The assumption unerlying that graph is based on the idea that there is a fixed relationship between the number of actual cases and the number of reported cases. What this ignores, at least for the US, is a high degree of heterogeneity in the reporting data. Along the course of this thing, in the small window that I am looking at, the turn around for a test has been between 12hrs and 7 days. With testing capacity ramping up, I view the apparent 'acceleration' in the US case numbers as potentially a reporting artifact. In the countries like Japan that have more testing available than they have patients and a more centralized health buerocracy to record the results, there is more of a fixed relationship between number of actual cases per day and number of reported cases.

Similar caution has to be applied to any chart that uses deaths as the 'more valid' measure to gauge the severity of the event in different countries.
- the time between infection and death is variable, some die early from respiratory complications, some die late in the course from cardiac issues.
- the case fatality rate is dramatically different for populations with different demographics.
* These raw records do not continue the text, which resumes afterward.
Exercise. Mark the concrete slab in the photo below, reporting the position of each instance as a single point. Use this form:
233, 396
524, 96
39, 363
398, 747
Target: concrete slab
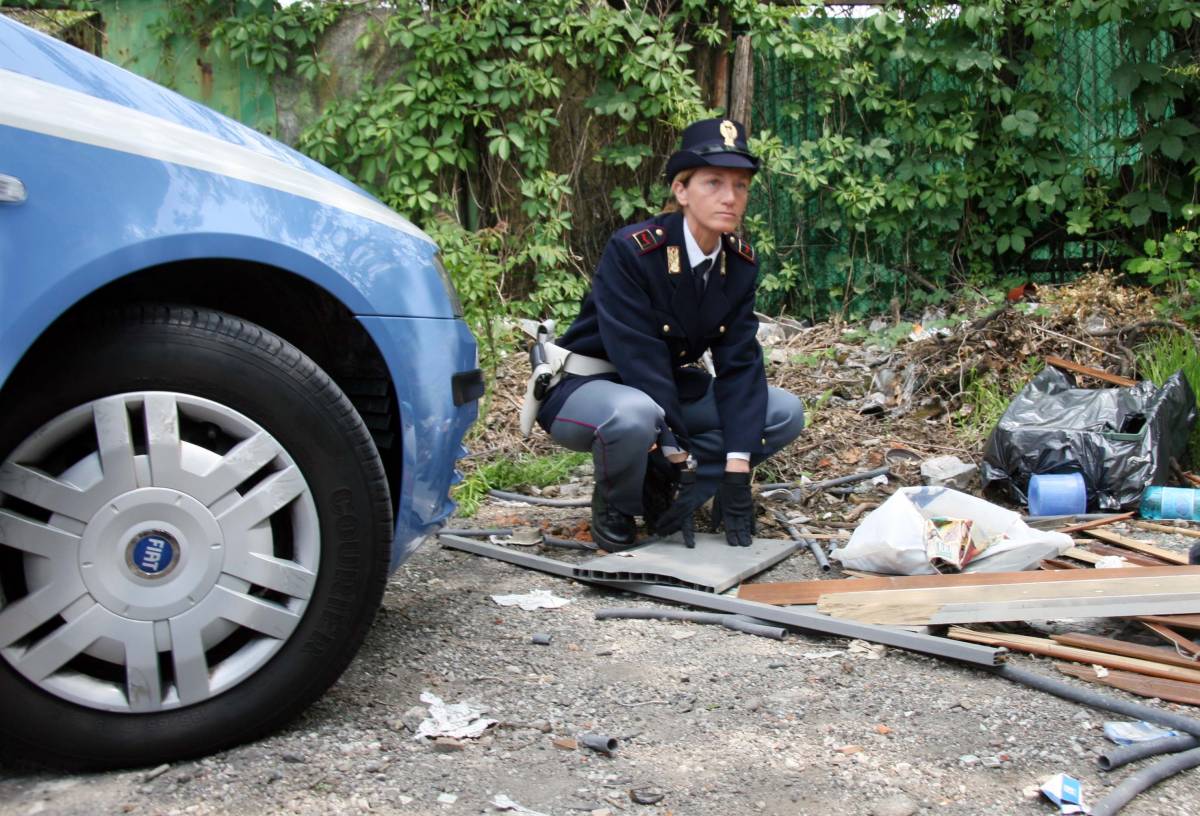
712, 567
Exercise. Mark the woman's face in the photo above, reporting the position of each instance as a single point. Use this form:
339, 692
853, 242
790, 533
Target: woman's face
714, 198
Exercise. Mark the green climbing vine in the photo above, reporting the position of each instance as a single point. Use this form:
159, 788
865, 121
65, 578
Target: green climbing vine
915, 149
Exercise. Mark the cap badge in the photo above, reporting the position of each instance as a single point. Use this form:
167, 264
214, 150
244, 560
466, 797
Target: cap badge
730, 131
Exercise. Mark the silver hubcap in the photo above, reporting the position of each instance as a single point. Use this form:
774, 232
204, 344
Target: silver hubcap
155, 550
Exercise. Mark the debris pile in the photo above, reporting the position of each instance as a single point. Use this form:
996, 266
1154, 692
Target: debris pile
879, 491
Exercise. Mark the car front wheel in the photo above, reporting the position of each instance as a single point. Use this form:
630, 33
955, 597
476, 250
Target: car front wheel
195, 532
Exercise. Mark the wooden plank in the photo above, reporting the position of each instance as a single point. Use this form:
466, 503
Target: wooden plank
1145, 687
1173, 637
1133, 558
1098, 522
1087, 371
1049, 648
1137, 545
1098, 598
1079, 553
808, 592
1113, 646
1174, 621
1057, 564
1165, 528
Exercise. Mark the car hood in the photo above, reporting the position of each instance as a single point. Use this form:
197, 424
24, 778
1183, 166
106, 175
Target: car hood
33, 54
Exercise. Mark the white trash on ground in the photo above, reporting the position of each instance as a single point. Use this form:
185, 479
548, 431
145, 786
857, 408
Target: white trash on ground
502, 802
454, 720
892, 538
537, 599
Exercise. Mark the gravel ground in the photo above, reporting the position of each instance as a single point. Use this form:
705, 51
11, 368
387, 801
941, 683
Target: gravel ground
717, 723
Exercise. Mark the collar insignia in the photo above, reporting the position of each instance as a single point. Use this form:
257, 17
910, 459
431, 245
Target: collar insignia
741, 246
648, 239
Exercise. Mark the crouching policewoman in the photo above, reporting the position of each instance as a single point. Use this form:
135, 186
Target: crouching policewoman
665, 435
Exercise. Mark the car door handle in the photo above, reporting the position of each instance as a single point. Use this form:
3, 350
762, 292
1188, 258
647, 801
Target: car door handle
12, 191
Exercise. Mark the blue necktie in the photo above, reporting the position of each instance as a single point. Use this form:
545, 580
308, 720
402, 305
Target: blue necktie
697, 276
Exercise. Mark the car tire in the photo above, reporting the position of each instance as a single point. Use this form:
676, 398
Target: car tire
195, 537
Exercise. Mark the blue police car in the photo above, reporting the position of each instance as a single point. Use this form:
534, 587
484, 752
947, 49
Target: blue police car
232, 390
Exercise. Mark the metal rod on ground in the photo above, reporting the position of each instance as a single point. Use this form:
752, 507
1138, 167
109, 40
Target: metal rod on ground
1121, 755
568, 544
814, 545
1096, 700
829, 483
798, 617
735, 622
1145, 778
601, 743
538, 499
549, 540
479, 534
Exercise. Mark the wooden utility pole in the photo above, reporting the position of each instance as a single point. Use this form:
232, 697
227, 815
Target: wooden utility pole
742, 87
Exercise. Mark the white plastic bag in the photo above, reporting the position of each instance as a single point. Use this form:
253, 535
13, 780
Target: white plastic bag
892, 538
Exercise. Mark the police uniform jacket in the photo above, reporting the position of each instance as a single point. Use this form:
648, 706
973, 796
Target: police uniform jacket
645, 316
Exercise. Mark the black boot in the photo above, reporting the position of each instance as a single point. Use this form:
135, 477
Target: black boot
659, 489
611, 529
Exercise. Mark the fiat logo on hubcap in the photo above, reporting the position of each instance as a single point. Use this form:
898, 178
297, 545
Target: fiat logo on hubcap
153, 555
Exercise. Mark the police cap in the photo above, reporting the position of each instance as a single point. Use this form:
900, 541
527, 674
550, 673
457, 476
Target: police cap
712, 143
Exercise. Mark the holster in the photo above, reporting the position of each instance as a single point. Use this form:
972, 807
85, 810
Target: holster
549, 361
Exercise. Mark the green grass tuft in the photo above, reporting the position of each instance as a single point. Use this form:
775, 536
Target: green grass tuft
1161, 358
515, 474
990, 394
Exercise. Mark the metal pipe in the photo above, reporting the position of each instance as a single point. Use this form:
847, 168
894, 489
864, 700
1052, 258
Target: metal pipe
801, 617
568, 544
735, 622
479, 533
1121, 755
601, 743
538, 499
813, 544
829, 483
1096, 700
1145, 778
549, 540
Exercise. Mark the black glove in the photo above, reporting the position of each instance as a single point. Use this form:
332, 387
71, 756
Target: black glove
733, 505
679, 515
659, 487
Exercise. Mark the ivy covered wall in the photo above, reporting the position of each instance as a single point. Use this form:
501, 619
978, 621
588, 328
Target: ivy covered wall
909, 151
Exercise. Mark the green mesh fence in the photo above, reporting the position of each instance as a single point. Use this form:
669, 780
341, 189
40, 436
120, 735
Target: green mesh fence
1098, 121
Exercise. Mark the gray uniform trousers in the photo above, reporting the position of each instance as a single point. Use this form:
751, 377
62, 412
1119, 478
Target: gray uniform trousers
618, 424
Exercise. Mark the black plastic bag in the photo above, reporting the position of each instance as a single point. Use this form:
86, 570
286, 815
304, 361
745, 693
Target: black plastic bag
1120, 438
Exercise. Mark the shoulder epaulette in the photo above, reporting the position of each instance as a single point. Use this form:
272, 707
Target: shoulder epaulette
741, 246
647, 239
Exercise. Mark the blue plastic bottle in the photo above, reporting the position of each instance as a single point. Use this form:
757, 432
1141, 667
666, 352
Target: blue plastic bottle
1170, 503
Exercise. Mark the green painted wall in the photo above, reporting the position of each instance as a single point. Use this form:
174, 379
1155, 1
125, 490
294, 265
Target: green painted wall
227, 85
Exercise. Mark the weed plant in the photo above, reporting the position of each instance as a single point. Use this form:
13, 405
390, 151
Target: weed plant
515, 474
1162, 357
988, 396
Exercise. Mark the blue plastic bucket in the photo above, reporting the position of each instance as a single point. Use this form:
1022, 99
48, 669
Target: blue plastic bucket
1057, 493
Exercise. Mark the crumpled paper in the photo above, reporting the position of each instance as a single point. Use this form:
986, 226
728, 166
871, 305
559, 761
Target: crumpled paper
538, 599
455, 720
502, 802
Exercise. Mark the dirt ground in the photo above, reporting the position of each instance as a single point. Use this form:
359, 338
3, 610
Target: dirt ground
715, 721
709, 721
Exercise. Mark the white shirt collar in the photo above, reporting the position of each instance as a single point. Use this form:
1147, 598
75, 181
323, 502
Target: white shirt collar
695, 255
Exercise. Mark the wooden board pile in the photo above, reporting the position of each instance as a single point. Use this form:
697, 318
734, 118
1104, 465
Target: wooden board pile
1153, 586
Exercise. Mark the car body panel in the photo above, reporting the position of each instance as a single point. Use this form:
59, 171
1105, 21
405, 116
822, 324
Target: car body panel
124, 177
423, 349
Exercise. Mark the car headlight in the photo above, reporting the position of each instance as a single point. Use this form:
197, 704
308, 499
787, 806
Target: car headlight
455, 303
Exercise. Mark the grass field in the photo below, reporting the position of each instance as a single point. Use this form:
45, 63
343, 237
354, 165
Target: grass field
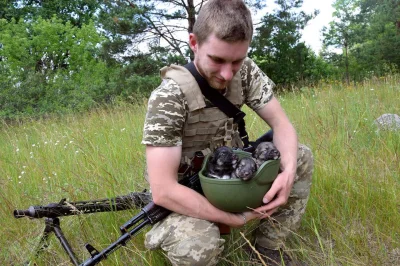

Korea and germany had a different age structure from italy and washington state. As other populations with a different age structure get 'recruited', the fatality rate goes up or down.
- case fatality rate is affected by the capacity of the health system to deal with the issue. While I consider the reports out of italy and spain anecdotal, if a substantial number of hospitals 'caps out' on vent beds, you may see a jump in fatality rate that has no relation to the number of infections.
So, gauging the dynamics of the pandemic on 3 week old noisy data is imho a fools errand.